Apparently this incorporates recent research: additudemag.com/webinar/com...
I struggled with this the past year, and it got REALLY bad the first couple months of 2023. So bad, I got a new doctor and re-evaluated my depression meds.
I rationalized 1,000 reasons as to why... but after changing meds, I felt like my old self and was able to start working my way back outside of the pit I had fallen into.
I was traveling this weekend, and forgot my new meds and within days... I could feel the pit clawing me back down. With such a short time, I was able to stay out of the abyss. I'm back home now.

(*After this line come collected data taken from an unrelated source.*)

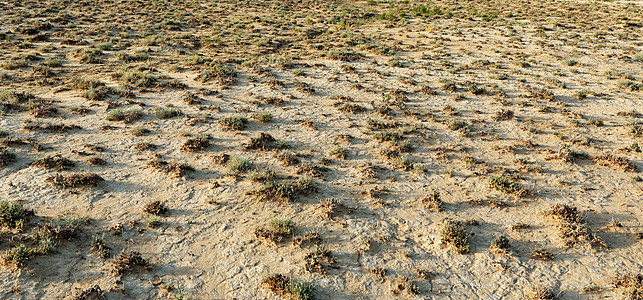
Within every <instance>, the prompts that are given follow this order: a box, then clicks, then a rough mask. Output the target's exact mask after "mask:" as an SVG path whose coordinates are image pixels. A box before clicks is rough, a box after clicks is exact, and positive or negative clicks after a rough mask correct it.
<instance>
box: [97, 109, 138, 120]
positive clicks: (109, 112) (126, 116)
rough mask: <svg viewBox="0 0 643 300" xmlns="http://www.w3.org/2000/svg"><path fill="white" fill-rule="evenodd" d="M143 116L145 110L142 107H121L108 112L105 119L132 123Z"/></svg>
mask: <svg viewBox="0 0 643 300" xmlns="http://www.w3.org/2000/svg"><path fill="white" fill-rule="evenodd" d="M142 116H143V110H141V109H140V108H130V109H128V110H122V109H120V108H117V109H114V110H111V111H110V112H108V113H107V116H106V117H105V120H107V121H123V122H125V123H132V122H134V121H136V120H138V119H140V118H141V117H142Z"/></svg>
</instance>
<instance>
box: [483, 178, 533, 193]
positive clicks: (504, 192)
mask: <svg viewBox="0 0 643 300" xmlns="http://www.w3.org/2000/svg"><path fill="white" fill-rule="evenodd" d="M489 187H490V188H492V189H495V190H498V191H500V192H503V193H505V194H511V195H514V196H516V197H518V198H521V197H524V196H526V195H527V194H529V190H528V189H527V188H525V187H523V186H522V185H520V183H518V182H517V181H515V180H513V179H510V178H508V177H505V176H494V177H491V179H490V180H489Z"/></svg>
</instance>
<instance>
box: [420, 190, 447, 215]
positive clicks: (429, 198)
mask: <svg viewBox="0 0 643 300" xmlns="http://www.w3.org/2000/svg"><path fill="white" fill-rule="evenodd" d="M420 203H422V204H424V206H426V208H428V209H430V210H432V211H438V212H440V211H442V210H443V209H442V199H441V198H440V192H439V191H438V190H433V192H432V193H431V194H429V195H428V196H426V197H424V198H422V199H420Z"/></svg>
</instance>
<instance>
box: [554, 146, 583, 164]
mask: <svg viewBox="0 0 643 300" xmlns="http://www.w3.org/2000/svg"><path fill="white" fill-rule="evenodd" d="M587 158H589V154H587V153H585V152H582V151H577V150H573V149H571V148H570V147H569V145H561V146H560V148H558V152H557V153H556V154H555V155H554V156H552V157H548V158H547V159H558V160H562V161H564V162H569V163H574V162H576V160H577V159H587Z"/></svg>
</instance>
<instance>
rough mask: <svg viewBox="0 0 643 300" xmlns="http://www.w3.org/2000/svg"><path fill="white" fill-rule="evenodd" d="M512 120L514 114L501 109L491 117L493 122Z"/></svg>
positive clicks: (513, 112) (512, 112) (509, 110)
mask: <svg viewBox="0 0 643 300" xmlns="http://www.w3.org/2000/svg"><path fill="white" fill-rule="evenodd" d="M513 118H514V112H513V110H510V109H501V110H499V111H497V112H496V114H495V115H494V116H493V120H494V121H501V120H511V119H513Z"/></svg>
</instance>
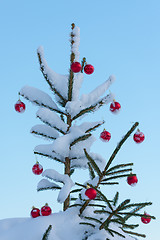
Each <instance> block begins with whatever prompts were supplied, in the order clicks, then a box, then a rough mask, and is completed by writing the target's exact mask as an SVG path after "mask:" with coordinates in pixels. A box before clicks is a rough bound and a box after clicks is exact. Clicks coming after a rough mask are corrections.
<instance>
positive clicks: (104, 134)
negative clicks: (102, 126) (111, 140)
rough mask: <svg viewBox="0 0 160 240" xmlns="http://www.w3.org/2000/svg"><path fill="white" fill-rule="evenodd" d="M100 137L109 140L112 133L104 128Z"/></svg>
mask: <svg viewBox="0 0 160 240" xmlns="http://www.w3.org/2000/svg"><path fill="white" fill-rule="evenodd" d="M100 139H101V140H102V141H104V142H108V141H109V140H110V139H111V134H110V133H109V132H107V131H106V130H105V129H104V130H103V132H101V134H100Z"/></svg>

I don't judge myself. Depression runs in my family. I broke my brain with a long term trauma and I don't react to stress well. It's a crutch I will always need. Similar to the cane I carry after a broken hip... just a tool I need.
That seems like a very good mindset to have about the medications that help is so much...that they are tools for our benefit. (It sounds much better than referring the need to take medicine as a "dependency", a term which has so heavily used for addiction that we don't think of it in context.)
Using tools brings up imagery of adaptation, intelligence, and productivity in my mind.
Hi, cmilash. Sorry you are feeling so bad. There is hope! People do bounce back, even if it can be slow going. Our 22-year-old daughter has been very depressed, struggling with anxiety disorder, and then completely lacking energy and motivation for almost 3 years (no steps towards working or school or socializing beyond social media) -- brought on by struggles at college, then the pandemic, and then dropping out. She was on Wellbutrin and Buspar, but no other treatment for her diagnosed ADHD (was reluctant to try anything). About a month ago, she finally agreed to add methylphenidate (Ritalin category) and it has been a quick and dramatic turnaround for her. Things feel easier; she has fewer low moods; social anxiety is vastly improved; she has energy and drive to make changes; and she sees a future. There is still a lot to do to get back on track, but she's well on her way.
Please know that you, too, can have a transformation and find joy again. Her PNP said that Ritalin is an especially good choice for those with serious lack of motivation and energy + it helps with social/other anxiety. Wishing you the best! Please update us so we know how things are going for you.